Софья Борисовна Пиленко, мать Елизаветы Юрьевны, вспоминала впоследствии о природе, которая окружала ее дочь в Анапе, где Лиза жила в детстве и в долгие месяцы войны:

«Когда на горизонте, особенно в августе, в море заходило солнце, а над ним были облака с огненными или как уголь черными краями, это было не только прекрасно, но и величественно. Лиза, когда подросла, говорила, что эти облака ее вестники. Для нее шум моря, буря, зимние туманы, при ярком солнце и синем небе, низко плывущие разорванными фантастическими фигурами над морем, все это были вестники, и она их любила».

Цикл «Вестники» начинается с называния знака, символизирующего главную мысль автора. Это стрела… Стрела, дающая направление исхода. Путь идет через терния «человеческого рода» для того, чтобы открылось душе «Божье око». Чуткость же этой души к голосу Бога, к тому невидимому, что скрыто за видимым порядком вещей, поразительна:

Близорукие мои глаза На одно лишь как-то четко зрячи: Будто бы не может быть иначе, И за тишиной растет гроза. Будто бы домов людской уют Только призрак, только сон средь яви. Ветер вдруг свое крыло расправит, В бездне звонко вихри запоют. И людские слабые тела, Жаждавшие пития и пищи, Рухнут, как убогое жилище, Обнаживши мысли и дела. Звезды, вихри, ветер впереди… Сердце не сжимается, не трусит… Господи Иисусе, Ей, гряди…

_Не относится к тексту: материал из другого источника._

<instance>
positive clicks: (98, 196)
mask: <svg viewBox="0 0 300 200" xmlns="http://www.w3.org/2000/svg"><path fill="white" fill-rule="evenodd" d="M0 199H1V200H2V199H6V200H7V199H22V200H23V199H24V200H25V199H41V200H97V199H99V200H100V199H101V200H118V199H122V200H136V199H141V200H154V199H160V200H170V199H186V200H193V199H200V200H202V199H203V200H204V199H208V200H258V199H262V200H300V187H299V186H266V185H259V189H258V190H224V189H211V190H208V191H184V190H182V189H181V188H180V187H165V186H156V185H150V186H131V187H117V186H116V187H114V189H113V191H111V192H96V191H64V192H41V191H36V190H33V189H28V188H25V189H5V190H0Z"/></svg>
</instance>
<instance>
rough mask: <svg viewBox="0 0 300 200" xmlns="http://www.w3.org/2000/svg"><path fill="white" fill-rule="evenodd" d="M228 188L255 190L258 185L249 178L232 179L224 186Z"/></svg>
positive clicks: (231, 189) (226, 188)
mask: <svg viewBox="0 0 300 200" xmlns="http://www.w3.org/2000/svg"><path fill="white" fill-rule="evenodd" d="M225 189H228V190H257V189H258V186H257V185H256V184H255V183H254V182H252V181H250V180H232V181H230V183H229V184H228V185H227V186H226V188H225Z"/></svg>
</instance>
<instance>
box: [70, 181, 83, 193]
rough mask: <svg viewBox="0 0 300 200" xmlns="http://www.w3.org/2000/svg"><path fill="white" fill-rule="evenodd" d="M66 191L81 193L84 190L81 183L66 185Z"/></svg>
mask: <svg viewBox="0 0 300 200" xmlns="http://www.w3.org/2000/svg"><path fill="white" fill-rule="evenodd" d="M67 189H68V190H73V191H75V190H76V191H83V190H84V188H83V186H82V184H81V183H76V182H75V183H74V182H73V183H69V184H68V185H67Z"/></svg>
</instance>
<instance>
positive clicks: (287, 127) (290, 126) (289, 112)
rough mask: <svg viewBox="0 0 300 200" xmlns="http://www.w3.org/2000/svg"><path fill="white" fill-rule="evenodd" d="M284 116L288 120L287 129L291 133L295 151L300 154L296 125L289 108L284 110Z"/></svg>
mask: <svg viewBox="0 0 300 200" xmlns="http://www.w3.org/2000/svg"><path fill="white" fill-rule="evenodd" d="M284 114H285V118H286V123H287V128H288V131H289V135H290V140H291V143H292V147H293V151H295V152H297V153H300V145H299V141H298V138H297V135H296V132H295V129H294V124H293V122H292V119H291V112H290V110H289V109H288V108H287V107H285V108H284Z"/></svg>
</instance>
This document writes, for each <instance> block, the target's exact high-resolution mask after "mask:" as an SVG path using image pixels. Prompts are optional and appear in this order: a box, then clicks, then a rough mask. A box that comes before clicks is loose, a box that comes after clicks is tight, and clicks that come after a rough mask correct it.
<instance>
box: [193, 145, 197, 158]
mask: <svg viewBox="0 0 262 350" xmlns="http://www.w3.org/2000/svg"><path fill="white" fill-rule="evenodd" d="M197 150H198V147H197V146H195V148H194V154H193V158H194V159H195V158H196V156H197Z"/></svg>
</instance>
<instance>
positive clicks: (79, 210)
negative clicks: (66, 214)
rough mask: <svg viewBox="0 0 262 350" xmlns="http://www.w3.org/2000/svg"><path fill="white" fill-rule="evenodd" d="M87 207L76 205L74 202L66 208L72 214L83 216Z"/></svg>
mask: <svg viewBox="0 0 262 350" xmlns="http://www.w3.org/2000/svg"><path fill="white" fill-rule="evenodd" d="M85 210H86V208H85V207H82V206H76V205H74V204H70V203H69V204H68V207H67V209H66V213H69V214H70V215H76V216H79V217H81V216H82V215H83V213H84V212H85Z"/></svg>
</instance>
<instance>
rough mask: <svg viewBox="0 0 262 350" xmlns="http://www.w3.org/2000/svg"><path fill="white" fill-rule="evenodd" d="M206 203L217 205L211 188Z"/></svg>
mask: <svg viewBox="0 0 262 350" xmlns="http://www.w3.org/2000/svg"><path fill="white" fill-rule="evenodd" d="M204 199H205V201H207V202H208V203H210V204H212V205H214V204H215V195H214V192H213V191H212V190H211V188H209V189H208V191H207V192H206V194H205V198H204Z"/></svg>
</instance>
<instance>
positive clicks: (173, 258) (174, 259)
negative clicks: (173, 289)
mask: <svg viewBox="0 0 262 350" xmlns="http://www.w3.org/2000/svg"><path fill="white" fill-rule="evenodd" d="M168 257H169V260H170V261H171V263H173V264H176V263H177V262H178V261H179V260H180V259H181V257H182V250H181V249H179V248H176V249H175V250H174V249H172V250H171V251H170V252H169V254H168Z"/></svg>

Это жажда Бога, призыв Его в учителя и руководители, призыв крылатых вестников-воинов к борьбе на «пылающем рубеже» человечества – брани Революции.

Да,

… их путь не тих, Небесный друг – огонь и воин. Призывен он и неспокоен, Как в небо вознесенный вихрь.

Народ, ее «любимый» народ восстал. В стихах рождается образ «крылатого странника», который «протягивает» для битвы «меч и латы», «велит опять начать мятеж».

Призывно трубит меченосец. Сам Михаил Архистратиг.

Но, Боже, какие силы нужны, чтобы вынести этот Крест мятежа, чтобы преобразить хаос и заслужить «милость».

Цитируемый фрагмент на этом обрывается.